NAIROBI, KENYA: The outlook for schooling in sub-Saharan Africa is more positive than it has ever been, with the region experiencing dramatic increase in access to all levels of education. According to Caerus Capital’s report, Business of education in Africa, sub-Saharan Africa has the best record of improvement of any region since the Millennium Development Goals were established in 2000.
Though we are coming off of a low base, the statistics contained in the report are indeed promising.
Total enrolment of primary school-age children rose from 91 million in 2000 to 158 million in 2014.
Similarly, in secondary education, the number of pupils enrolled jumped from 24 million in 2000 to 56 million in 2014. Even more significant has been the growth in higher education, which has risen from 2.7 million in 2000 to around 7.8 million today.
We still have a long way to go before we can start celebrating though. Findings from the report shows that sub-Saharan Africa still has 30 million children who are not receiving any form of schooling at all.
Access to education is a massive challenge as is consistency in the quality of education provided.
Crossing the digital divide
It has been bandied about for a while now that digital solutions will go a long way in helping to alleviate Africa’s education challenges. Certainly, the rate at which digital penetration is taking place across Africa is promising.
According to the Business of education in Africa report, Africa’s international bandwidth increased 20-fold from 2009 to 2014. What’s more, there are around 445 million unique mobile subscribers in Africa today. This is up from 200 million in 2010. Mobile broadband connections are also set to increase to almost 60 percent by 2020.

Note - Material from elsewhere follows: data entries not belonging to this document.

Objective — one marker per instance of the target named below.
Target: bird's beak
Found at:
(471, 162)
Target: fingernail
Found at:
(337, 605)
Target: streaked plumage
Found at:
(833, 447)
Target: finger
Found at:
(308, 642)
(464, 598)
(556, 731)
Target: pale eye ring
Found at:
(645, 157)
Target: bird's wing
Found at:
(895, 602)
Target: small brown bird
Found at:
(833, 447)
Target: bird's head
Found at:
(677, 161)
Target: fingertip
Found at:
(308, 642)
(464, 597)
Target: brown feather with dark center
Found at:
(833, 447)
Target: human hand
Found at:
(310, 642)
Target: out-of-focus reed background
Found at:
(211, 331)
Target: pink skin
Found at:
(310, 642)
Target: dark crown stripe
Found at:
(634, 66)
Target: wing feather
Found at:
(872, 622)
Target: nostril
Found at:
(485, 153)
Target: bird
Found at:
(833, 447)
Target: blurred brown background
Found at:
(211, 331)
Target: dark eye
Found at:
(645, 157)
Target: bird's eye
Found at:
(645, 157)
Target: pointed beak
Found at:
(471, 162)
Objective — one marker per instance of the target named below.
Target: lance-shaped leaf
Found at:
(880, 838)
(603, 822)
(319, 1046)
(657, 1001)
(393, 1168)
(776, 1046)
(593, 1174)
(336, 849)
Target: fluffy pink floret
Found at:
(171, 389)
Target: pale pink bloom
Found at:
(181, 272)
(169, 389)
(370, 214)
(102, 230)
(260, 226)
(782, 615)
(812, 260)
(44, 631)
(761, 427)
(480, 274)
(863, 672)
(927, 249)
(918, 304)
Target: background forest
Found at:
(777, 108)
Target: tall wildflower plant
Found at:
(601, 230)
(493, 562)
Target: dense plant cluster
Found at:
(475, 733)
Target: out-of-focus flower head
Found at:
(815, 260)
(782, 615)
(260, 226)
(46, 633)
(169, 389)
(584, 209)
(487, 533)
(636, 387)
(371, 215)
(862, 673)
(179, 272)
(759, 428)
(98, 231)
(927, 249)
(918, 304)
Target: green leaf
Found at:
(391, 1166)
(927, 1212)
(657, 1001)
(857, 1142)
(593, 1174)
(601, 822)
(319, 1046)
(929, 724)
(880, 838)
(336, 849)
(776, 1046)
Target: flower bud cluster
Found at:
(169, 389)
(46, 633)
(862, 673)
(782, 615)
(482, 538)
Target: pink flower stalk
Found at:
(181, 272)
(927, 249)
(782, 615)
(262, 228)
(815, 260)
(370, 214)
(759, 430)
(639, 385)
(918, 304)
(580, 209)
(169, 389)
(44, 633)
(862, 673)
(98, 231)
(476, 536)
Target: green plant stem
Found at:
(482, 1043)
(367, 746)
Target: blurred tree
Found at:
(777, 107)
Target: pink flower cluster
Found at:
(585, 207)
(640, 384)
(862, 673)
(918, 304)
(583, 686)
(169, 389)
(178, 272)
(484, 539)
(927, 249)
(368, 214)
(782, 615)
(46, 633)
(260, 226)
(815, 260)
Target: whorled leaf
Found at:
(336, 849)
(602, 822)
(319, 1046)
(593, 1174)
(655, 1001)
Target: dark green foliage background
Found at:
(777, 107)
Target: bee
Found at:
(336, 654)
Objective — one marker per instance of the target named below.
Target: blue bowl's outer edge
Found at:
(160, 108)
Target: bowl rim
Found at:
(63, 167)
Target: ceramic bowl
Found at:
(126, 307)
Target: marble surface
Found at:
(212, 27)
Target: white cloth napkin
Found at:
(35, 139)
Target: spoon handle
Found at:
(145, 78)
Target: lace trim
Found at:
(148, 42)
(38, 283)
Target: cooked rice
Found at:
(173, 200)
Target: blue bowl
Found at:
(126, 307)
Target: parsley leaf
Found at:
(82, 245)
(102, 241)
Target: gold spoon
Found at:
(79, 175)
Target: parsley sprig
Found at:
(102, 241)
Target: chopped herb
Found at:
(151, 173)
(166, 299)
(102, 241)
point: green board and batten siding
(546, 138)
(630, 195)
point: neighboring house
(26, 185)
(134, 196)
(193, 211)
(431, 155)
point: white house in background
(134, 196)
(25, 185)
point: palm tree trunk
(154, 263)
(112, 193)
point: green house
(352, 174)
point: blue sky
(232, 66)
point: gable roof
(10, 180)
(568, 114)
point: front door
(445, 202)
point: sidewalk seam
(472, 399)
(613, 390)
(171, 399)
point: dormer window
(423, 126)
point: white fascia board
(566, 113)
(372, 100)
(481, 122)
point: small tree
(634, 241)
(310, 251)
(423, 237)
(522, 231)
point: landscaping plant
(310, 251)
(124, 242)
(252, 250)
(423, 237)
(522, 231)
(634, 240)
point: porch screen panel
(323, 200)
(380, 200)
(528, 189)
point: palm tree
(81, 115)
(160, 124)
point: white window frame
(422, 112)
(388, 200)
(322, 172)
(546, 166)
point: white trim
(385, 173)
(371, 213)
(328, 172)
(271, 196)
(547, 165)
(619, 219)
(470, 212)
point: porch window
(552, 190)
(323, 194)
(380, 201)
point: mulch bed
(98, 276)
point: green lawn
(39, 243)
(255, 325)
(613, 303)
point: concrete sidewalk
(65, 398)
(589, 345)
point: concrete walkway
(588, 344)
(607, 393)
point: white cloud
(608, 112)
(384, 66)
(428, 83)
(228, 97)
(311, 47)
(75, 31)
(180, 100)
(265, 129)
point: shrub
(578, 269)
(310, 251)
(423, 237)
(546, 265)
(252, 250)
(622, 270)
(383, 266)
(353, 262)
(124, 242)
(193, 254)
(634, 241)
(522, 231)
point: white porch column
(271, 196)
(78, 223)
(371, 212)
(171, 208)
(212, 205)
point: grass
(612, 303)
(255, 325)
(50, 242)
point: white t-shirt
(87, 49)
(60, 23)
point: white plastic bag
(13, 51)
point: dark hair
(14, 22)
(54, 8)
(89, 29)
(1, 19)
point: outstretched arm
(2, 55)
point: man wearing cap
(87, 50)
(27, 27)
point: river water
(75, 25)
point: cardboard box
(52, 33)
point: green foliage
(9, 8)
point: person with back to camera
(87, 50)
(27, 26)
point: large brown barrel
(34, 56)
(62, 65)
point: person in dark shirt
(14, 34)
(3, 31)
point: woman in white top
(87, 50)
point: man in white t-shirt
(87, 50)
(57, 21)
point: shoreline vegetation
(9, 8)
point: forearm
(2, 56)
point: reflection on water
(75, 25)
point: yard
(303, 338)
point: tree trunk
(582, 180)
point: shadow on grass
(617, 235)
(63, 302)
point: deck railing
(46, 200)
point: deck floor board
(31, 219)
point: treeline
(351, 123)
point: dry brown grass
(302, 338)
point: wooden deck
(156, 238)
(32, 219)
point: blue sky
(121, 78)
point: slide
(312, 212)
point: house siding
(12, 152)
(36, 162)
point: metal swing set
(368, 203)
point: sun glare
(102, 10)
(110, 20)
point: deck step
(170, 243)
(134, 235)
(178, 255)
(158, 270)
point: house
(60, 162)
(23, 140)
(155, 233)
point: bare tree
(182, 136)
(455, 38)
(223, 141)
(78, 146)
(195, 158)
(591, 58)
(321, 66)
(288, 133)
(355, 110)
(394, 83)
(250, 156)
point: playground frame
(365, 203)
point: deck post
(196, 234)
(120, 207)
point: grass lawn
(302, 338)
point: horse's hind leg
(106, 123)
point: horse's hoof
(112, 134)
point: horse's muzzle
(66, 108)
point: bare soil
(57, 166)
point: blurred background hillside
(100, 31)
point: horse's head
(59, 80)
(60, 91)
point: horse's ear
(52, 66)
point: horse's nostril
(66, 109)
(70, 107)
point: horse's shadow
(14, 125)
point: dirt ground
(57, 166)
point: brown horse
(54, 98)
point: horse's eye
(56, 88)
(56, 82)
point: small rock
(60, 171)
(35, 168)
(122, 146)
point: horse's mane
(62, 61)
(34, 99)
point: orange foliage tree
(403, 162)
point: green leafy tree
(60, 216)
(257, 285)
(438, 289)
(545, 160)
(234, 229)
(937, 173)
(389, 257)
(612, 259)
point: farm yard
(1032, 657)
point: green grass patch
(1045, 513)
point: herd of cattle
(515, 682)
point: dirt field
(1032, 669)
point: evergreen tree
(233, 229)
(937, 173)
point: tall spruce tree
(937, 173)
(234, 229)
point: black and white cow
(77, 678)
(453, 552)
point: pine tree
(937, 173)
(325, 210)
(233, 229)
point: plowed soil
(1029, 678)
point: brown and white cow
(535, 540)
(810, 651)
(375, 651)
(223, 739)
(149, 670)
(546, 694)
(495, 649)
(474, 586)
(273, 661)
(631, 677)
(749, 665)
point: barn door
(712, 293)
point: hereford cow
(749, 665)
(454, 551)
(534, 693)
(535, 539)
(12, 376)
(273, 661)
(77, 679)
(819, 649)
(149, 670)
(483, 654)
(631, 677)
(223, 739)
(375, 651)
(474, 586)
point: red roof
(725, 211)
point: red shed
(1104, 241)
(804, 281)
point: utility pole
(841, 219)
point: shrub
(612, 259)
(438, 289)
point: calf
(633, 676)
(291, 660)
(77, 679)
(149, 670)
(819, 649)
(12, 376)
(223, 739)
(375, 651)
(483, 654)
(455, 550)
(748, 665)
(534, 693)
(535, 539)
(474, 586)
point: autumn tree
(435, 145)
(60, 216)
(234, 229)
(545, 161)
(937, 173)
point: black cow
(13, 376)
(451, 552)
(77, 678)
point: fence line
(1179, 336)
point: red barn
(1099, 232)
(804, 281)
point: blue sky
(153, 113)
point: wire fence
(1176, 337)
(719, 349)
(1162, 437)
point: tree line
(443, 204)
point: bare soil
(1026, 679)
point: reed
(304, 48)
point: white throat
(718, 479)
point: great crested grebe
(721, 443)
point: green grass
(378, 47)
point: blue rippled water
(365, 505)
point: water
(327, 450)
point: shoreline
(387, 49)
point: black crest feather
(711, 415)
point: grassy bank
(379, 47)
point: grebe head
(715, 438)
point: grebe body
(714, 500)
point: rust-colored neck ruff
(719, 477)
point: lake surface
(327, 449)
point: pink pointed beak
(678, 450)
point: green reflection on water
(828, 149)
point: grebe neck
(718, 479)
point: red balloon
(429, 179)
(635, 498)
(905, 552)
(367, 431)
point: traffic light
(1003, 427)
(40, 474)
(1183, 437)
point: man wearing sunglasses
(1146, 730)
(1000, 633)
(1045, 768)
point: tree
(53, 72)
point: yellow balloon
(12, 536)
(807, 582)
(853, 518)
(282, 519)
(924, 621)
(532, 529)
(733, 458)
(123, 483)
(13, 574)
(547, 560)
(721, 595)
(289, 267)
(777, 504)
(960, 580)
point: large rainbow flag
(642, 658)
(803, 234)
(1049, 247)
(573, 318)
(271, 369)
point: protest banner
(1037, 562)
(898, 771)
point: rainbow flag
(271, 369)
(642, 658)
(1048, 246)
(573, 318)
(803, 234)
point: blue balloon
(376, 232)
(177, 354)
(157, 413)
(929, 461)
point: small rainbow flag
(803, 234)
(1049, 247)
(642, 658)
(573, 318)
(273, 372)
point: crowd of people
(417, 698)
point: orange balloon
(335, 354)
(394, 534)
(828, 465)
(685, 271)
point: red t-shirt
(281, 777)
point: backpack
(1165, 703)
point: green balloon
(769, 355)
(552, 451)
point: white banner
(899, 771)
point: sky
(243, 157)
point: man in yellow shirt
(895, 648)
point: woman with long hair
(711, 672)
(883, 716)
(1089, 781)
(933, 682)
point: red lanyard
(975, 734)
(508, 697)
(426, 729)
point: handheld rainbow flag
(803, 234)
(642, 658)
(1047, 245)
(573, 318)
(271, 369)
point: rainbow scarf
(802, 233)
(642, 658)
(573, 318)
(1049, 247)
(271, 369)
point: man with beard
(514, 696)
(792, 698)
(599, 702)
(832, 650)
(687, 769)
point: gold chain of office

It is true that we are starting to see the benefits of digital progress in education, but the reality is that the government still lacks resources to address the scale of the challenge we face. Clearly, government intervention alone will not help us win this war.
Spreading a love for learning
Rather - as the report highlights – it is the private sector which needs to come to the party. We need to inspire such a passion for learning that education in Africa cannot help but keep growing. Passion such as that of Noela Nyandega from Rongai Kenya inspires her dream of becoming a successful paediatric neurologist one day.
Encouraged by the Samsung Solar Powered Internet School established at her school, the Arap Moi Primary in Kajiado, Kenya, Noela wants her neurology practice to provide free healthcare in East Africa, located in a building powered by the sun.
The more children like Noela we are able to inspire, the further the love for learning in Africa will grow. Her digital school is just one of Samsung’s many Solar Powered Internet Schools, geared specifically towards increasing accessibility to education and connectivity across the continent.
Since the school is solar-powered, mobile and completely independent, it is ideal for remote locations which have limited access to electricity. Each Solar Powered Internet School is built in a 12 metre long shipping container, easily able to accommodate 21 learners.
The containers have several layers of insulation and a ventilation system to keep the room at a comfortable temperature, as well as 50-inch electronic boards and a variety of Samsung Notebooks and Netbooks. These are all optimised for use in a solar-powered environment. Uninterrupted power supply and the world’s first Wi-Fi camera are amongst some of the other features of the school.
The desire to continue inspiring a passion for learning is what keeps Samsung committed to improving the quality of education in Africa through its smart schools and learning centres. We are constantly growing our reach, now with smart schools and Solar Powered Internet schools spread widely across Africa, including Nigeria, Ghana, Uganda, Senegal, South Africa, Kenya and Zambia.
It was Anthony J. D’Angelo who said “Develop a passion for learning and you will never cease to grow” – a sentiment that would seem appropriate, given the era of African education in which we now find ourselves. Small shoots of growth are starting to appear, but are we doing enough to inspire the educational transformation our continent needs?